Skeletons in Media May Be Larger than They Appear
I tend to bounce back and forth between the "don't underestimate Giuliani" camp and the "Giuliani can't possibly win" camp. Each has a pretty convincing point. The thing is, there's more dirt on the man than on just about any presidential candidate I can remember. Any rival campaign that fails to take advantage of it is verging on criminally incompetent.
At the same time, there's a clear reluctance in the media to look
at the dirt. I don't know whether Rudy's got teflon or if it's just journalistic laziness. Even the stories discussing the skeletons packed into his closet seem almost designed to innoculate him.

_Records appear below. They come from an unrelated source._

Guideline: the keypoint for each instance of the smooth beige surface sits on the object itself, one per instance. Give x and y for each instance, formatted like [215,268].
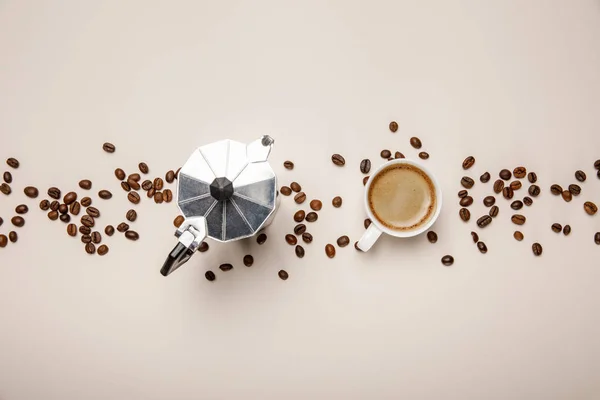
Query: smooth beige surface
[510,82]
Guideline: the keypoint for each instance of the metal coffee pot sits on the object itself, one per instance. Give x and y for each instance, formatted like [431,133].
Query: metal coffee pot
[226,191]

Take, for instance, this AP article
from the weekend. It reviews four of the many issues Rudy should be confronted with, but fails to really examine any of them. For instance, the piece brings up Bernie Kerik's apartment renovations but not his nanny, his Taser International stock, allegations of misuse of police personnel and property, or - especially - Kerik's alleged ties to organized crime.
Likewise, the article mentions Giuliani's "painfully public separation" with Donna Hanover, but not the fact that he cheated on her, mocked her by making public appearances with Judith Nathan, told the media about the divorce before he told Hanover, and fought her in court over who would have the right to live in Gracie mansion. Every divorce is "painful". This one was vicious.
While it may not be the reporter's intent, the overall tone of the article gives the impression that Rudy's various scandals aren't really that big a deal after all. His supporters get plenty of column inches. The piece even features Al Sharpton's criticisms of the mayor. Sharpton is Giuliani's most useful enemy - and articles like this one may be similarly helpful to him.